Pemakaian vaksin A. hydrophila telah dicoba oleh berbagai peneliti, baik di luar negeri maupun di Indonesia. Pada Simposium of Fish Vaccination pada tahun 1984, Song et al. (1976) menyatakan keberhasilan vaksinasi pada ikan Japanese eel (Anguilla japonica) dengan vaksin monovalen A. hydrophila. Daya lindung vaksin tersebut adalah 89%, sedangkan pada ikan salmon, ia mendapatkan hasil yang berbeda-beda, namun tampak adanya respons kekebalan yang nyata. Selanjutnya, Thune (1980) melakukan vaksinasi ikan lele dengan cara merendam dan mencelupkan ke dalam antigen A. hydrophila, kemudian dilakukan uji tantang dengan bakteri yang sama. Hasil penelitian menunjukkan 45% ikan kontrol mati, sedangkan ikan yang divaksin dengan pencelupan 13% mati dan dengan perendaman ikan yang mati hanya 7,1%. Vaksinasi dengan menggunakan vaksin whole cell bakteri A. hydrophila pada ikan Tilapia

nilotica menunjukkan tidak ada mortalitas selama 5 minggu (Ruangapan et al., 1986 cit Stevenson, 1988).

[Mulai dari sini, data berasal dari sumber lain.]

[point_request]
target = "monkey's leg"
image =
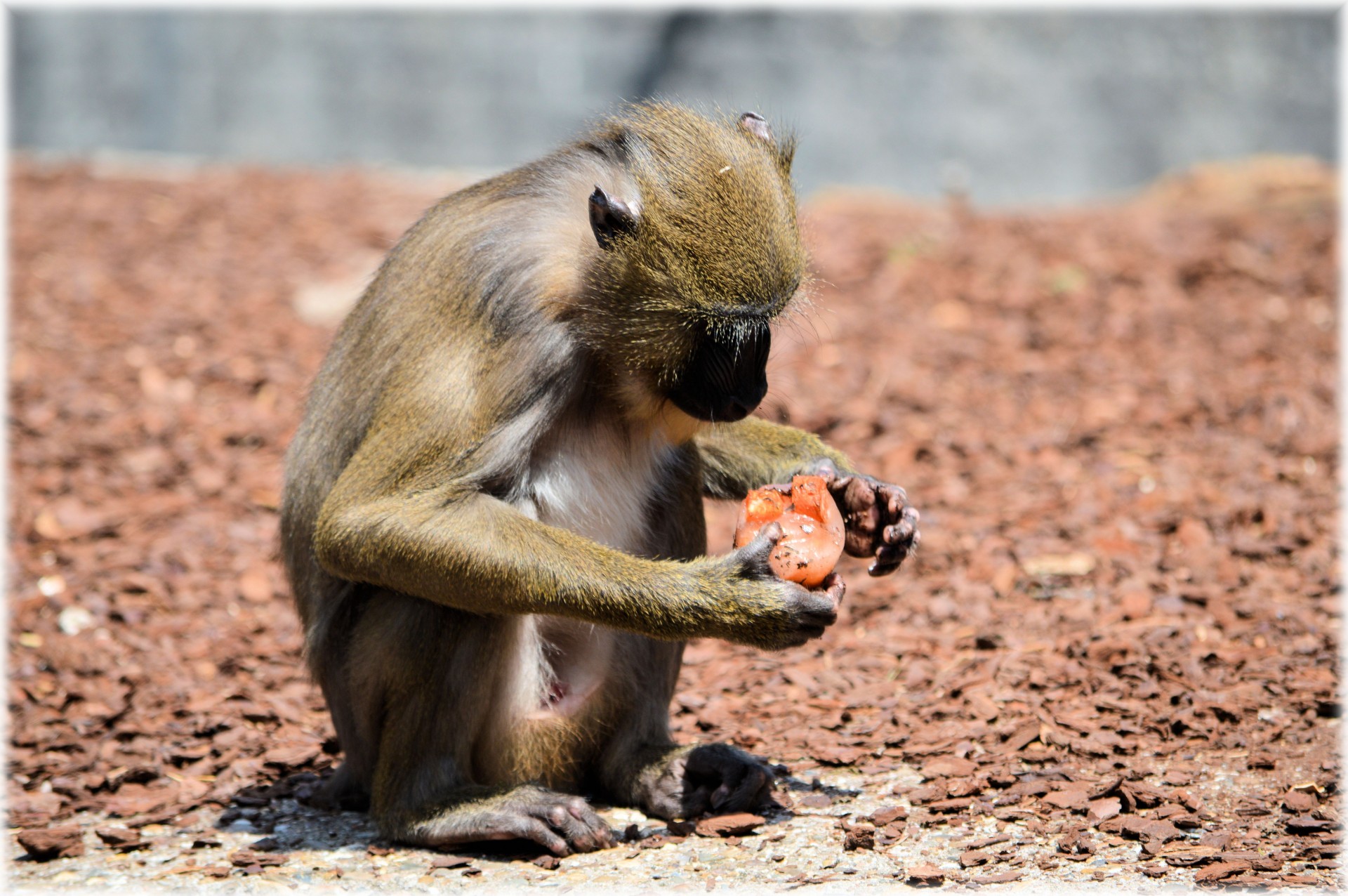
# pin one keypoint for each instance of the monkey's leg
(640, 764)
(432, 678)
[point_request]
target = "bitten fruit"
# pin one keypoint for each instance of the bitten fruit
(812, 529)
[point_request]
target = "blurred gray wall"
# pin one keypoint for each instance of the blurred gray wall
(1018, 107)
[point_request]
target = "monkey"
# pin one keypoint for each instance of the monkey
(492, 516)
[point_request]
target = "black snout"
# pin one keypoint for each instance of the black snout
(725, 376)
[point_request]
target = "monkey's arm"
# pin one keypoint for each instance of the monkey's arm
(409, 518)
(753, 453)
(739, 457)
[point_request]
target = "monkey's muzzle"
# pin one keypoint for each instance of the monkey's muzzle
(725, 376)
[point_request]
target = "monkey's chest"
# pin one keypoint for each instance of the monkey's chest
(600, 484)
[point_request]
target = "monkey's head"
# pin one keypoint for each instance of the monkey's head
(697, 252)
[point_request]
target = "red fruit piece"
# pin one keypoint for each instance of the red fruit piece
(812, 529)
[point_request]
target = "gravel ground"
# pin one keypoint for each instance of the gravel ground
(1112, 664)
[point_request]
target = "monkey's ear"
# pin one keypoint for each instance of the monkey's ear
(757, 124)
(609, 217)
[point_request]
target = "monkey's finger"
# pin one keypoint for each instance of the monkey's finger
(755, 554)
(902, 531)
(817, 608)
(893, 499)
(835, 588)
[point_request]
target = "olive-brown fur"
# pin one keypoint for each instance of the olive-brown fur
(456, 410)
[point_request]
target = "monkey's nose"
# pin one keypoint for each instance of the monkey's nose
(741, 404)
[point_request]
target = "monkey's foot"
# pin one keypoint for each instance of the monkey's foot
(558, 822)
(706, 778)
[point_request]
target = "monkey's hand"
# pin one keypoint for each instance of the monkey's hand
(765, 611)
(692, 780)
(879, 520)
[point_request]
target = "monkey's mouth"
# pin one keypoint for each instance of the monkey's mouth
(725, 379)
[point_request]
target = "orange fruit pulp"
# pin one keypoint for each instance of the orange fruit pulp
(812, 529)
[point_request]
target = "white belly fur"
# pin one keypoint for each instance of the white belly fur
(596, 482)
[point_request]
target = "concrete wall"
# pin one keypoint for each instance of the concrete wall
(1019, 107)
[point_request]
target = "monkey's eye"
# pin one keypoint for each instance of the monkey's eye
(609, 217)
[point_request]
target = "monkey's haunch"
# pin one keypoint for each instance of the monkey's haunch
(812, 529)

Kamiso et al. (1997a) mendapatkan sintasan benih lele dumbo beukuran 2-3 cm yang divaksin dengan vaksin whole cell bakteri A. hydrophila adalah sebesar 23-46,2%, pada benih ukuran 8-10 cm mencapai 47,85-93%. Pada benih yang dihasilkan dari induk yang telah divaksinasi dengan vaksin whole cell, sintasannya mencapai 63,1-85,2% (Triyanto et al., 1996). Aplikasi penggunaan vaksin di lapangan untuk mengendalikan penyakit MAS pada ikan lele telah dicoba dan sintasan yang diperoleh adalah 50-100% (Supriyadi & Rukyani, 1990). Menurut Nugroho et al. (1990) ikan karper yang diberi vaksin supernatan (produk ekstraseluler) sintasannya mencapai 54,76%, vaksin complete 47,62%, dan vaksin whole cell 42,86%, sedangkan kontrol dengan PBS steril sintasannya 9,52%. Kamiso et al. (1997b) membandingkan efektivitas antara vaksin whole cell dari A. hydrophila dan tetrasiklin dalam

(9)

menanggulangi penyakit MAS pada lele dumbo. Sintasan ikan yang divaksin adalah 69,55%, sedangkan yang menggunakan tetrasiklin adalah 61,76%.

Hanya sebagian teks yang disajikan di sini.